Project: Read the RNA in its entirety, cell by cell
About
We described in 2020, in an article published in Nature Communications (https://pubmed.ncbi.nlm.nih.gov/32788667/), a new method for more finely analyzing the structure of RNA, in order to detect splicing or editing variations with resolution down to single cell. These approaches combine microfluidics tools with long-length nucleic acid sequencing. Their development aims to improve the construction of single cell atlases which are currently being produced.
Numerous protocols are already available for single-cell analysis of somatic mutations or DNA methylation, chromatin accessibility, epigenetic profiles, and copy number variations. Single-cell transcriptomics (scRNA-seq) remains the most comprehensive approach, enabling qualitative transcriptome analysis across hundreds of thousands of cells.

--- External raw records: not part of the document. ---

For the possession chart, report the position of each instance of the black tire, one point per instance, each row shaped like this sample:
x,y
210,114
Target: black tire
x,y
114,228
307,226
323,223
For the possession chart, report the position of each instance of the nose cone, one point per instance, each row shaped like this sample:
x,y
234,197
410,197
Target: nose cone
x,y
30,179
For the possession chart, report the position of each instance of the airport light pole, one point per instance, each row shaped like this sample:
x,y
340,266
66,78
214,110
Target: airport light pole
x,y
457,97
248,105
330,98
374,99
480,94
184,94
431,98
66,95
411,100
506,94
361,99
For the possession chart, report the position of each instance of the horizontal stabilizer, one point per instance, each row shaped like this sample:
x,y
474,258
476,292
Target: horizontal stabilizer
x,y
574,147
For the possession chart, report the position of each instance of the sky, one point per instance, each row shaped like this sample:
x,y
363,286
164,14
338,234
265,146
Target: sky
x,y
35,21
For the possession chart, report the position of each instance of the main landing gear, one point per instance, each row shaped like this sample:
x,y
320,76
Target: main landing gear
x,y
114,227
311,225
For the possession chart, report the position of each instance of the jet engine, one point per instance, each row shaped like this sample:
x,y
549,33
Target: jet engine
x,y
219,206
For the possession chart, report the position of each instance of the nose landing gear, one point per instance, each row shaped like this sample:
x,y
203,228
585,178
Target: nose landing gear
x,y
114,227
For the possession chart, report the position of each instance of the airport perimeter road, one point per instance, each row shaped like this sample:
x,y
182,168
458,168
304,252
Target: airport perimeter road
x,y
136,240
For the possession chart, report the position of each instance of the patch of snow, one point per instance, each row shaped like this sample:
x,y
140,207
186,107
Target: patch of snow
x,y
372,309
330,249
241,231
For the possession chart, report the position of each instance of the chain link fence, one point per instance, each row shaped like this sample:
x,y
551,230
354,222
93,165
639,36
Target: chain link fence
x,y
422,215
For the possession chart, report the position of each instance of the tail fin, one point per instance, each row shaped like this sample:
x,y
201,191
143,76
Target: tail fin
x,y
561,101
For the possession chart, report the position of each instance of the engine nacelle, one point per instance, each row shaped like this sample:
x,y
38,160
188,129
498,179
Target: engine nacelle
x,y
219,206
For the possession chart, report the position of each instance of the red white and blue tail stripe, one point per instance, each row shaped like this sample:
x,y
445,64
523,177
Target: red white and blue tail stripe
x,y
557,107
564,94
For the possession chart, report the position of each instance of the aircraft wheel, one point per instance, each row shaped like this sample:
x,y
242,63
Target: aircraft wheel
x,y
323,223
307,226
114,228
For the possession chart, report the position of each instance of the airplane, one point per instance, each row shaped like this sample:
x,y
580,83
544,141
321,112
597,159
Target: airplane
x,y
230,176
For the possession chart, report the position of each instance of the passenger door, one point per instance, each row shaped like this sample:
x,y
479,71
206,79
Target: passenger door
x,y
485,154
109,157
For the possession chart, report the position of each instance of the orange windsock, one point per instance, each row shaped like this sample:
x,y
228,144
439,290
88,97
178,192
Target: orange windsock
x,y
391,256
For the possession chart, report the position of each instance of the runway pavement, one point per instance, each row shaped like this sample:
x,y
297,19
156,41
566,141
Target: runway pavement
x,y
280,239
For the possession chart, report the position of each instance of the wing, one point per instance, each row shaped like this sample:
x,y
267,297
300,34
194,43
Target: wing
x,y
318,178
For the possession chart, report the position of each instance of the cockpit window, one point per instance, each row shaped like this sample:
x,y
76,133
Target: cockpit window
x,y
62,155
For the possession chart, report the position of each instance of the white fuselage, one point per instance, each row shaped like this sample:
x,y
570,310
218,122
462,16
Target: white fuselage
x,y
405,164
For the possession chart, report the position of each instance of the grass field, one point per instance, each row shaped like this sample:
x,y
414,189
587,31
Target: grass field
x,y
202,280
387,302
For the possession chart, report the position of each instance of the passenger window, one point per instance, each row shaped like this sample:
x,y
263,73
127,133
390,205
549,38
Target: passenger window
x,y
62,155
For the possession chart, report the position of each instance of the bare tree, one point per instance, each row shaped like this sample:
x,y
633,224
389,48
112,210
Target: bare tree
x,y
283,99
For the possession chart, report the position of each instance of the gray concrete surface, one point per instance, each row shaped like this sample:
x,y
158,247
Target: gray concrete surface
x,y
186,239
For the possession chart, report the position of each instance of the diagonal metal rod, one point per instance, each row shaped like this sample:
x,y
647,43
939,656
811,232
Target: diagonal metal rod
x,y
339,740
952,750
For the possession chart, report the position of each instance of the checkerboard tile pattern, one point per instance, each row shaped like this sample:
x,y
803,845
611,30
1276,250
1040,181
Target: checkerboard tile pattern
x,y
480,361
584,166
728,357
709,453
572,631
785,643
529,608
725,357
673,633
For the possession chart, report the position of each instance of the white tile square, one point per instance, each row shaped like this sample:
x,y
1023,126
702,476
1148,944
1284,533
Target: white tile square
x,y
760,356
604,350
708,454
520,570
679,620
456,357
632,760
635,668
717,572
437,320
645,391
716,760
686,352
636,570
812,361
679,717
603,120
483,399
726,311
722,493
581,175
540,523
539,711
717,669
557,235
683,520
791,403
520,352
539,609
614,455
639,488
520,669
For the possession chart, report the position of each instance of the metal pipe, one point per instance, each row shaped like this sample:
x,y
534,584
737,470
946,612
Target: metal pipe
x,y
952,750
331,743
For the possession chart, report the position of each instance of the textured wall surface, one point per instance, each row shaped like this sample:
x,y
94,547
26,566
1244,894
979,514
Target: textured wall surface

A current limitation of scRNA-seq lies in the way the sequencing is performed, which is most often limited to a single end of each RNA molecule. This is sufficient to quantitatively describe the level of gene expression, but information about splicing and sequence heterogeneity, distributed throughout the transcript, is usually lost.
To obtain more comprehensive transcriptome sequence information, we implemented a full-length sequencing approach using a Nanopore sequencer.
The developed method has been named ScNaUmi-seq. ScNaUmi-seq could thus allow for the analysis of the mutational landscape of tumors, or even the documentation of splicing mechanisms established during early development (https://pubmed.ncbi.nlm.nih.gov/34497388/). This development therefore adds an important new layer of information to improve our understanding of different cell types.
A more recent article (https://www.biorxiv.org/content/10.1101/2020.08.24.252296v1), currently available as a preprint, extends this work by applying the same approach to spatial transcriptomics samples. The method, called Spatial Isoform Transcriptomics (SiT), allows for the definition of spatial variations in genome splicing and/or editing.